Le cinéma d'Afghanistan existe, Sonia Kronlund l'a rencontré et il est un homme caméra nommé Salim Shaheen (et le film est distribué par Pyramide avec la signature de son quasi homonyme Youssef Chahine). Depuis plus de 25 ans, il est l'unique vedette du cinéma afghan et a réalisé plus de 100 films dans lequel il a toujours le rôle principal. Comme il le dit dès l'ouverture de Nothingwood, ses films ne sont faits avec rien, aucun argent. Ni Hollywood, ni Bollywood.

Mais c'est ce dernier cinéma qui l'inspire le plus. Salim raconte qu'enfant, il adorait aller voir les comédies musicales de Mumbay, qu'il resquillait pour entrer dans les salles, qu'il se faisait souvent sortir par le caissier.

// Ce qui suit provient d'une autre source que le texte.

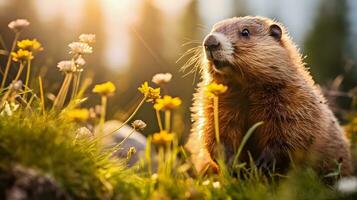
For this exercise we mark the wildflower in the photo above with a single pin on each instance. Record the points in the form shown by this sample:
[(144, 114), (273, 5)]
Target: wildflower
[(215, 89), (78, 115), (130, 153), (154, 176), (206, 182), (17, 85), (66, 66), (347, 185), (9, 108), (80, 48), (161, 79), (163, 137), (18, 25), (150, 93), (80, 61), (167, 103), (105, 89), (138, 125), (21, 55), (30, 45), (83, 133), (87, 38), (216, 184)]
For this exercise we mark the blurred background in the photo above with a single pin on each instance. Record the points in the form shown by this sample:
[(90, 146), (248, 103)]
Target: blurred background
[(139, 38)]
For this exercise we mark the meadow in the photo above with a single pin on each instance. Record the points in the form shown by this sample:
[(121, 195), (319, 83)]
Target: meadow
[(55, 150)]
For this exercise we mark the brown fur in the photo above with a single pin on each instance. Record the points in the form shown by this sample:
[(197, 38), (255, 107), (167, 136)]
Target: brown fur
[(267, 82)]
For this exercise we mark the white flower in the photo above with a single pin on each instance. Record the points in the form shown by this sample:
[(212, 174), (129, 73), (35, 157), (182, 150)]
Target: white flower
[(347, 185), (18, 25), (66, 66), (80, 61), (80, 48), (162, 78), (138, 125), (216, 184), (87, 38)]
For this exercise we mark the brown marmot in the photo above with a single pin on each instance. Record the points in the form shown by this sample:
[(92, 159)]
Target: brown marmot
[(267, 81)]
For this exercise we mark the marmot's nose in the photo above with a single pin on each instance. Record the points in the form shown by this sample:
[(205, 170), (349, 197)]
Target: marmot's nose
[(211, 43)]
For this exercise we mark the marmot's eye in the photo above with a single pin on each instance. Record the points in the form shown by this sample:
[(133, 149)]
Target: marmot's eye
[(245, 32)]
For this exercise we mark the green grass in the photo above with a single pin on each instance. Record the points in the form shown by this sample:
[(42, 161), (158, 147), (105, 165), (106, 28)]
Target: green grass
[(85, 170)]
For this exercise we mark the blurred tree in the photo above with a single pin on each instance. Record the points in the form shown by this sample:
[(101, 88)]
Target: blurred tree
[(145, 60), (328, 52), (240, 8), (325, 46)]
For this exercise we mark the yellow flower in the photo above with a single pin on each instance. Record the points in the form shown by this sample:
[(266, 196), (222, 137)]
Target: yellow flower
[(150, 93), (215, 89), (18, 25), (167, 103), (163, 137), (105, 89), (21, 55), (30, 45), (351, 128), (78, 115)]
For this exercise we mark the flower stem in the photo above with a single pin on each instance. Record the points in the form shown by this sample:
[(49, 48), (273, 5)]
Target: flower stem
[(9, 60), (76, 81), (103, 113), (167, 120), (116, 147), (59, 101), (159, 119), (28, 72), (130, 117), (19, 72), (216, 122), (41, 95)]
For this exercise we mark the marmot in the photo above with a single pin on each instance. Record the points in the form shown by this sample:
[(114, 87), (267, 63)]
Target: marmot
[(267, 81)]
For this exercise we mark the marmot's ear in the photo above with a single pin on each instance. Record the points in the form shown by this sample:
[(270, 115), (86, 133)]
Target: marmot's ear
[(275, 31)]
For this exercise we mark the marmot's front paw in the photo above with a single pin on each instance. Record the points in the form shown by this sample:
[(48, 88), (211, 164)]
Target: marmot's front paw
[(266, 161)]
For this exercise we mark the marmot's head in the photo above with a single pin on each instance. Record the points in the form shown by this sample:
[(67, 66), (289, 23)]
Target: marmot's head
[(249, 47)]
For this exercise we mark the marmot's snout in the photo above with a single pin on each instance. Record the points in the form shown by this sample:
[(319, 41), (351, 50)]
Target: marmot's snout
[(218, 50), (211, 43)]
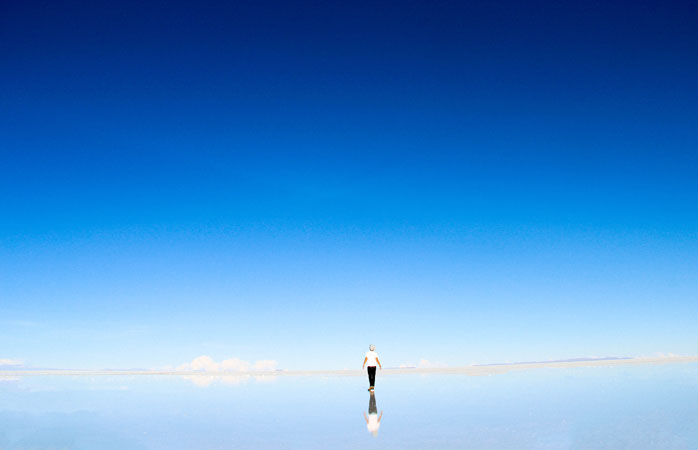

Les quelques extraits des films de Salim Shaheen dans Nothingwood montrent cette influence, plus tard Sonia Kronlund observera la méthode de la star. Il lance sur son téléphone une chanson, danse devant la caméra et le son sera rajouté au montage.

Le film adopte un récit en road-movie et en flash-back. Sonia suit Salim qui tourne 4 films en même temps et il se rend, en avion car les routes sont peu sûres, dans le village de son enfance, Bamiyan, là où les taliban avaient détruit les Bouddhas géants (qu'il visite en rigolant avec Sonia). Il tourne son propre biopic, son enfance, l'armée avec son propre fils l'incarnant, quand il n'est pas occupé à servir de cameraman, sous les engueulades du paternel.

Car Salim n'aime rien tant que parler, tout le temps, avec une forte voix qui couvre toutes les autres, il veut impressionner Sonia qui en a vu d'autres (elle bourlingue en Afghanistan depuis 15 ans). Homme de coffre (son physique a bien changé depuis ses débuts), il ne cesse de fanfaronner, de rire, de se moquer gentiment de ses amis, de poser pour ses fans. Partout où il se rend, il est reconnu. Il a traversé toutes les époques, occupation soviétique, régime taliban, guerre civile.

Ce voyage en Afghanistan est inédit, on découvre un pays que l'on ne connaît pas et qui n'a jamais été filmé depuis des années. Les films de Salim Shaheen semblent être un havre de paix au milieu des routes et maisons en ruine et des attentats. Pour Shaheen, le plus dur est de trouver des actrices tant le poids des traditions est pesant. En début de film, un père accepte que sa fille joue dans un film, à condition qu'elle ne danse pas. Elle ne pourra pas s'empêcher d'avoir le plaisir de danser.

Partout où il va, sa troupe le suit fidèlement. Son fils cameraman, issu d'une fratrie pléthorique (Salim a deux femmes, 8 fils et 6 filles, on ne verra que les hommes). Son dialoguiste attitré, sorte de rocker portant des lunettes de soleil pour masquer ses blessures. Qurban qui adore se travestir à l'écran (il joue la mère de Salim dans son biopic) qui présente, hilare, sa femme et ses enfants, comme s'il avait fait une bonne blague à Sonia. Il vaut à lui tout seul qu'on regarde Nothingwood.